Bank lending growth falls to four-month low in March, but still strong

Business activity in the private sector fell to a three-year low in March on coronavirus disruptions, but this seems to have had little effect on bank lending.

Bank lending to businesses grew at a robust pace when measured by the indicators’ trend growth over the past two years, according to figures from the Bank of Uganda.

The total stock of outstanding commercial bank loans to businesses and households hit Shs15 trillion in March, increasing by 10.4% from the same month last year. This was the measure’s weakest growth in four months, and also the second straight monthly decline, which indicates that lending is slowly falling on a year on year basis.

However, the indicator strengthened on a monthly basis, rebounding from two straight falls in January and February. Commercial bank loan disbursements rose 1.4% month on month, from Shs14.8 trillion in February.

Chart showing trend growth of bank lending to Uganda's private sector

The annual credit growth in March mainly reflected an increase in loans for retail trade, non-durable goods and services, agriculture processing and marketing, and mortgages.

Credit to retail trade rose 33.3% year on year to Shs1.2 trillion while loans for non-durable goods and services — categorised under personal loans and household loans — were up 23.5% to Shs1.2 trillion. Credit for agriculture processing and marketing rose 17.5% over the past year to Shs1.2 trillion.

The largest contributions to the 12-month decline in bank lending were reductions in loans for building and construction materials, electricity, lighting and power, and restaurants and hotels.

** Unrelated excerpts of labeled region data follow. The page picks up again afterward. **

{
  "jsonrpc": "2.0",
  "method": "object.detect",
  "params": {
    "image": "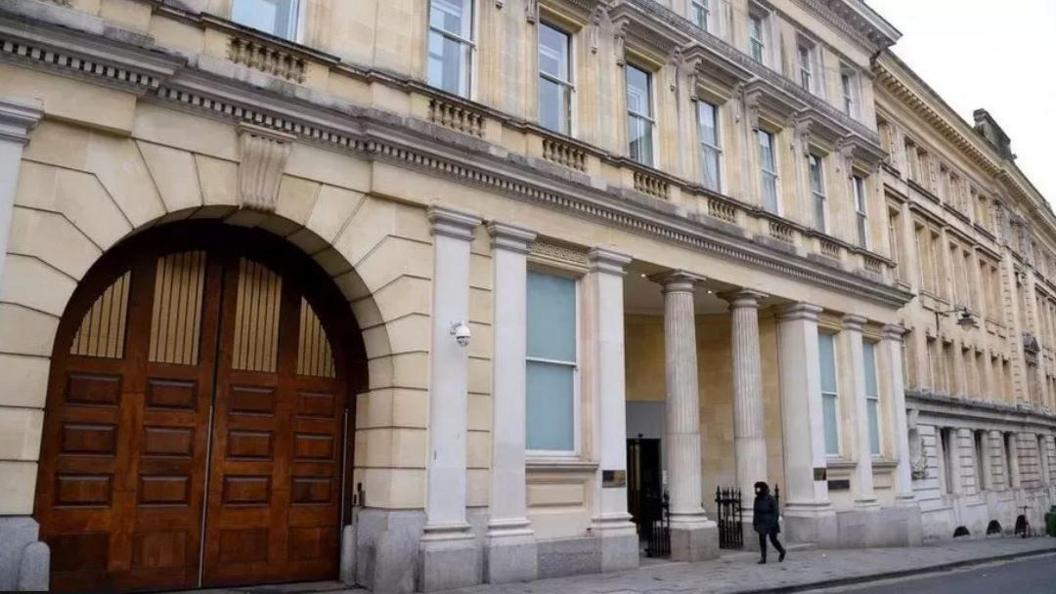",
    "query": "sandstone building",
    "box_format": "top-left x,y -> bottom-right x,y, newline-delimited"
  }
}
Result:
0,0 -> 1056,592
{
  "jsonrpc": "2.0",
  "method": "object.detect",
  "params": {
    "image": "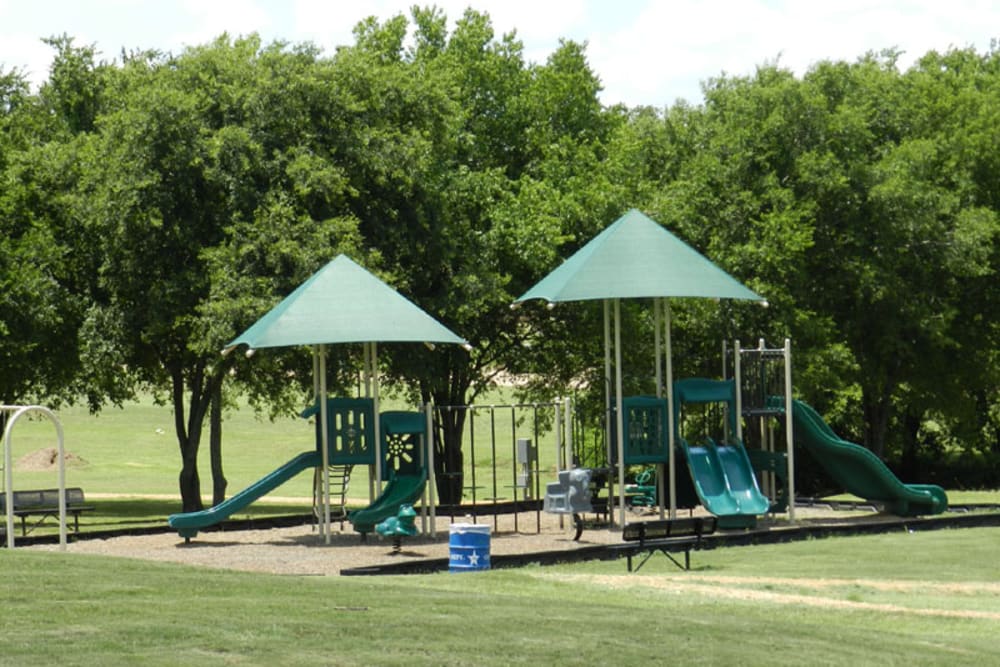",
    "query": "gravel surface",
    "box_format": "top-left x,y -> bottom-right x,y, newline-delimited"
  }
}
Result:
24,508 -> 890,575
25,513 -> 621,575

Commercial bank loans denominated in the local currency increased to Shs9.6 trillion, rising 15.9% year on year. Foreign currency-denominated loans increased by 1.8%, a two-month high, to Shs5.3 trillion. The increase in shilling loans was mainly a result of a rise in credit for non-durable goods and services, while loans for import trade were the biggest contributors to the growth in foreign exchange lending.

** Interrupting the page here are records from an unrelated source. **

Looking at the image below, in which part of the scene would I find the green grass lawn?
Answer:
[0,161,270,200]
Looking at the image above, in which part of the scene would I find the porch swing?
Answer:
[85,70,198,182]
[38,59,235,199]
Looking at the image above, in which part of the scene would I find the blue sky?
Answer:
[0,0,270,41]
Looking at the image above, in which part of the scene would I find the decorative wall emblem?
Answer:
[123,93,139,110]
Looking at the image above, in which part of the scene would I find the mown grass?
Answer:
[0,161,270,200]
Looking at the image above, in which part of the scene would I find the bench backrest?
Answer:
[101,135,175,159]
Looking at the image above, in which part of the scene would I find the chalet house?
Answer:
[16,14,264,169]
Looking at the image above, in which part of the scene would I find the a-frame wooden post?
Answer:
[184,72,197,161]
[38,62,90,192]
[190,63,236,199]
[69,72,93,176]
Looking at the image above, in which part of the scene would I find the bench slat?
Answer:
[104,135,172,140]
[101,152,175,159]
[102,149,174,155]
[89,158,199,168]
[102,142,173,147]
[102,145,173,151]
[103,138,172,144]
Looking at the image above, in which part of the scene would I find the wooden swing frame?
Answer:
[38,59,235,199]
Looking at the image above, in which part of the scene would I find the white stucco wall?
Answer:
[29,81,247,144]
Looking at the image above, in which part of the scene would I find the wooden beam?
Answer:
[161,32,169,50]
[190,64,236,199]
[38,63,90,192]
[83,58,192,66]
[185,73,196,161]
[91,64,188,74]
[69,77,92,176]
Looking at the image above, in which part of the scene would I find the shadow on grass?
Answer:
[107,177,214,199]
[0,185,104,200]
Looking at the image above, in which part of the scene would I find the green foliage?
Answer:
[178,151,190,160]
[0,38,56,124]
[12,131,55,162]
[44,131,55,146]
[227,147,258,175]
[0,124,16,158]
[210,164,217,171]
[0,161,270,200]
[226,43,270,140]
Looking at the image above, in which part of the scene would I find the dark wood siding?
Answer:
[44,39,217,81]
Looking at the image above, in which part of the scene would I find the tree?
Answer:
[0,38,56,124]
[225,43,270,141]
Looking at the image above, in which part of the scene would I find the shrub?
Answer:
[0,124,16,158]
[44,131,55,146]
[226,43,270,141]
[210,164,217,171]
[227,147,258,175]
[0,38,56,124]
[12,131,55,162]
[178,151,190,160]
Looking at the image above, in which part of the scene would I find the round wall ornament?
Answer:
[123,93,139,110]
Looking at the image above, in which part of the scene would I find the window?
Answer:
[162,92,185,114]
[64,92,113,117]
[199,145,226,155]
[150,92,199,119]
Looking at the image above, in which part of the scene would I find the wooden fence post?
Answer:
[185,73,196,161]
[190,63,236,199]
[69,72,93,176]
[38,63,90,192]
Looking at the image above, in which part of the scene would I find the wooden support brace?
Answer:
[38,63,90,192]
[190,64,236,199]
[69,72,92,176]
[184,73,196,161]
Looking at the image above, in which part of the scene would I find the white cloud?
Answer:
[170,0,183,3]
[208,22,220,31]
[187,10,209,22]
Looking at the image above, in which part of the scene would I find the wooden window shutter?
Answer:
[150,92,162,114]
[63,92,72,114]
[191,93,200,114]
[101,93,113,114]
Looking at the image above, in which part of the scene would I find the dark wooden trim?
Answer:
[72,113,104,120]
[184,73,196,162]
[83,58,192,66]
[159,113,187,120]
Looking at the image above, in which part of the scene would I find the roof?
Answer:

On a monthly basis, growth in bank lending was driven by an increase in credit to the telecommunications sub-sector, up 81.9% to Shs456.8bn. In addition, commercial mortgages rose 6.2% while loans for food, beverages and tobacco manufacturing increased by 5.5%.

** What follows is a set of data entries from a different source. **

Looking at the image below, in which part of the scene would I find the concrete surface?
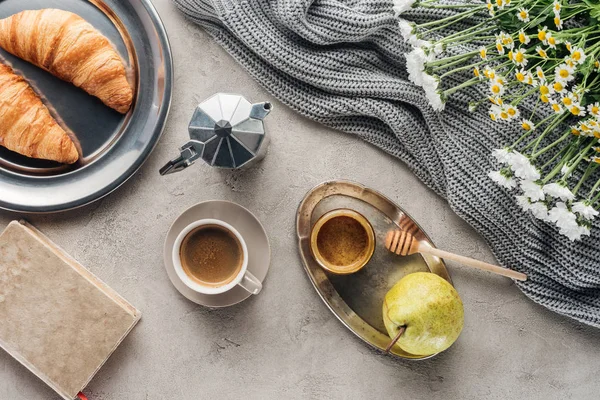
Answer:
[0,0,600,400]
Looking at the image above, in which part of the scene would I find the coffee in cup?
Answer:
[179,225,244,287]
[310,209,375,275]
[173,219,262,294]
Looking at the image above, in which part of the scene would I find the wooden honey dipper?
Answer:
[385,229,527,281]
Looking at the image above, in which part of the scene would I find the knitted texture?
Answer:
[174,0,600,327]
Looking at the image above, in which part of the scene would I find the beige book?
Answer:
[0,221,140,399]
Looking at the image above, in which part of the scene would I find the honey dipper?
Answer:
[385,229,527,281]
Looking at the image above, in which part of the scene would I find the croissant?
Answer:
[0,64,79,164]
[0,9,133,114]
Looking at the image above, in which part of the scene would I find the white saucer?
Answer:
[164,200,271,308]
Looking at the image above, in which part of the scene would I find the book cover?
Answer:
[0,221,140,400]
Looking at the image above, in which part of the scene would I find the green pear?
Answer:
[383,272,464,356]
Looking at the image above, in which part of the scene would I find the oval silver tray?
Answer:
[296,181,452,359]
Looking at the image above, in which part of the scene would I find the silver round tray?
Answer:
[296,181,452,359]
[0,0,173,213]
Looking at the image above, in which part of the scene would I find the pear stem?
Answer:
[385,326,406,353]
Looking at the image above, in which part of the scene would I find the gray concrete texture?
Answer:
[0,0,600,400]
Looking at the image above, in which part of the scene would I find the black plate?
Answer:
[0,0,173,212]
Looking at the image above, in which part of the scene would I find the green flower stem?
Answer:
[443,78,479,98]
[564,140,595,177]
[417,5,485,28]
[427,50,479,67]
[588,179,600,205]
[572,162,598,194]
[540,143,573,171]
[434,57,510,79]
[542,148,576,185]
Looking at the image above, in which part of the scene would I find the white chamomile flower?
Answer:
[422,74,446,111]
[488,96,504,106]
[483,65,496,79]
[570,47,587,64]
[492,147,510,164]
[479,47,487,60]
[548,201,579,229]
[565,42,572,53]
[515,68,529,83]
[519,29,531,44]
[548,99,564,114]
[488,171,517,189]
[490,79,504,96]
[552,0,562,15]
[538,81,554,97]
[498,106,512,121]
[525,71,538,86]
[544,32,559,49]
[485,0,496,17]
[548,202,590,242]
[542,182,575,201]
[560,92,577,107]
[512,49,528,67]
[571,201,598,220]
[535,67,546,80]
[588,102,600,117]
[554,14,563,31]
[521,119,535,131]
[538,26,548,44]
[552,81,567,93]
[505,104,521,119]
[568,101,585,117]
[520,180,546,201]
[517,7,530,22]
[394,0,415,15]
[496,42,504,55]
[404,47,433,86]
[488,105,500,122]
[508,151,540,181]
[554,64,575,83]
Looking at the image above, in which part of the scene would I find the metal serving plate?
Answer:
[296,181,452,359]
[0,0,173,213]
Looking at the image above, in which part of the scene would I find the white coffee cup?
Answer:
[173,219,262,294]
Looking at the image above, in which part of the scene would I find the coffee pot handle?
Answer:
[240,271,262,294]
[159,140,204,175]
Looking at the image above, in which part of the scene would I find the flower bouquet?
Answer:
[395,0,600,240]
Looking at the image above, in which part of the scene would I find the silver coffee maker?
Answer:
[160,93,272,175]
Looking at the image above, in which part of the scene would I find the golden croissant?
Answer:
[0,64,79,164]
[0,9,133,114]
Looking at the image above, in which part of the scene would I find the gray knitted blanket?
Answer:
[174,0,600,327]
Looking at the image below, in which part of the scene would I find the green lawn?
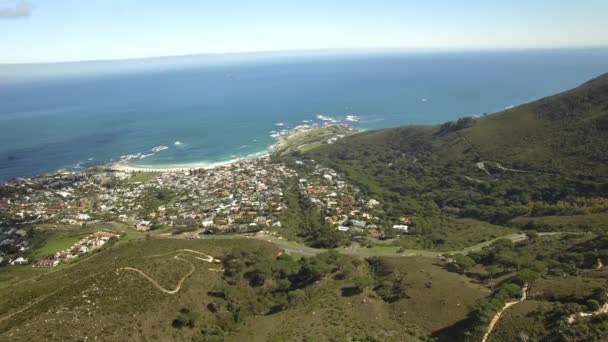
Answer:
[129,172,161,183]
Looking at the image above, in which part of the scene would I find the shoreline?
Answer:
[108,122,361,172]
[109,151,270,172]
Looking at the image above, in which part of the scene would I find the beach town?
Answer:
[0,124,409,265]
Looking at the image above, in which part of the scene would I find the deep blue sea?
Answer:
[0,49,608,180]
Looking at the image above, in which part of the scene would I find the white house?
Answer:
[338,226,350,232]
[76,214,91,221]
[393,224,408,233]
[11,257,29,265]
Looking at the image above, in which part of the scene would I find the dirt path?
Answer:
[118,249,219,294]
[481,285,528,342]
[197,232,565,258]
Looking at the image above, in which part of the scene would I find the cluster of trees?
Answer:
[367,257,409,303]
[280,178,345,248]
[450,232,608,340]
[303,128,608,238]
[202,248,370,331]
[439,116,475,134]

Credit extended by all financial institutions — commercial banks, credit institutions, and micro deposit-taking institutions — grew at the slowest pace in 22 months, rising 9.7% year on year to Shs15.9 trillion. But it also registered its strongest monthly growth in three months, increasing by 1.3%. 

The biggest contributions to the growth of other depository corporations lending to the private sector were retail loans, loans for non-durable goods and services, and agriculture processing and marketing credit.